By Deborah Baines, St. George’s University, London, Trustee of The Physiological Society
There is misinformation currently circulating regarding face masks reducing the oxygen level in our blood. I am here to dispel this concern by explaining the physiology of oxygen flow in your lungs and blood.
Paper face masks and fabric face coverings are permeable to air but restrict the movement of water droplets that we exhale or sneeze. The two key gases for respiration, oxygen and carbon dioxide, can move freely across these materials.
During normal breathing we inhale about 500 ml per breath. As we take approximately 12 breaths per minute, this amounts to about 6000 ml (6 litres) of air inhaled per minute. Not all the air, however, reaches the tiny sacs at the tips of the branching structures in our lungs, called the alveoli. This is where gas exchange with our blood takes place.
The air that stays in the conducting airways (trachea and bronchi) and does not make it to the site of gas exchange is called “anatomical dead space.” This is about 150 ml for each 500 ml breath. In other words, with each breath, only about 350 ml is available for gas exchange, meaning this is the amount that could make it to our tissues and help keep them healthy.

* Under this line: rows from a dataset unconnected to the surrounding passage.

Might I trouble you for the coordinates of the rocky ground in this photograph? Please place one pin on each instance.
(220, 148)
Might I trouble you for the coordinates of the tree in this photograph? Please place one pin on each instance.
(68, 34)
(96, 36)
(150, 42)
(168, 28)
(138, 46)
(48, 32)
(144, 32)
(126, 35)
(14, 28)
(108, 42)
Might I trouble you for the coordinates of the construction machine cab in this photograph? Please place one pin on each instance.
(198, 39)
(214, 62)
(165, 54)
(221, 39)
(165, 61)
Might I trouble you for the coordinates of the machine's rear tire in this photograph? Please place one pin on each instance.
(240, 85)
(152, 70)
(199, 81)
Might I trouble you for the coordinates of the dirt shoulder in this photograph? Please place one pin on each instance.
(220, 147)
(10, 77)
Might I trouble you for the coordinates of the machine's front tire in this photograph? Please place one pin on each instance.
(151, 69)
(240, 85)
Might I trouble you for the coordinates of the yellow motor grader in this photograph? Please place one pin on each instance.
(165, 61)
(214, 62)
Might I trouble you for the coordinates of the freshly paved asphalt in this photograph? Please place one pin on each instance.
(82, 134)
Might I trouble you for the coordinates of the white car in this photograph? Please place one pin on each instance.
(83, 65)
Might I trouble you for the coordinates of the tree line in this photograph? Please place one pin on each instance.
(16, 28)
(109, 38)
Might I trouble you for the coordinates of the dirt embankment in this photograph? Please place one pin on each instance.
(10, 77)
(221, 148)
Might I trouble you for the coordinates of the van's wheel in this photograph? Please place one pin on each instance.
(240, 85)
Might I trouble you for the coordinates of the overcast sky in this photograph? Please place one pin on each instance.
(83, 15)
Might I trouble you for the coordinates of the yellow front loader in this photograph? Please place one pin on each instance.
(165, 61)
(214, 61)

Theory governing gas transport in the body uses the partial pressure of oxygen in the atmosphere (the amount of oxygen compared to other gases), because this determines how much oxygen is available for our bodies.

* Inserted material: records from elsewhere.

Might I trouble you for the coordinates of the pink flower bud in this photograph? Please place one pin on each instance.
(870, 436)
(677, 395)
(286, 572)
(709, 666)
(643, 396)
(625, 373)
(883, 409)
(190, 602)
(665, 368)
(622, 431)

The partial pressure of oxygen in the air is approximately 21 kPa if barometric pressure is 100 kPa which is usually the case around sea level. In other words, 21% of the air we breathe is oxygen, when we are not at high altitude. When we are at high altitude, this changes, as atmospheric pressure and thus oxygen partial pressure decrease.
Thus, 882 ml of oxygen per minute gets to the alveoli (350 ml x 12 breaths x 21%).
Our bodies generally use 250 ml of this oxygen per minute. What is left then mixes with the carbon dioxide (that is being released for exhalation) and water vapour, so the amount of oxygen at the alveoli (in this example) is approximately 15% (882- 250/ 350 x 12).
Oxygen in the blood equilibrates with oxygen in our alveoli. Blood is maximally saturated with oxygen when alveolar oxygen is 13-15%. This means this means that all the all the oxygen binding sites on haemoglobin (which makes our blood red) are occupied. So even if more oxygen were available, blood saturation with oxygen does not increase. Furthermore, the relationship between % oxygen and blood saturation is not linear, oxygen levels would need to halve to reduce saturation to 90%.
Increased activity requires more oxygen and so you breathe deeper and quicker, to maintain the saturation of your blood with oxygen.
What might a face mask do? There has been discussion that a face mask might add to anatomical dead space by extending it beyond the mouth area. If everything else stays the same, an extra 20 ml say, of dead space, theoretically will reduce the percentage of oxygen at the alveolus, but the effect is very small, meaning that blood still would stay fully saturated with oxygen.
Think about how many people go swimming with snorkels, how much dead space this adds and how it has remarkably little effect on our activities.
So, does a face mask restrict flow of air into the lungs? The bottom line is, if used correctly, it does not. If airflow is restricted, less millilitres of oxygen get to the alveoli, and less carbon dioxide is exhaled. While this reduces the percentage of oxygen in our lungs, and increases carbon dioxide, the body senses these changes in the lungs and stimulates breathing.
This means that you will take more breaths and blood oxygenation/saturation will be maintained. In other words, paper face masks and fabric face coverings do not affect blood oxygen saturation, so please spread the word and counter misinformation you see on the internet or hear in conversations.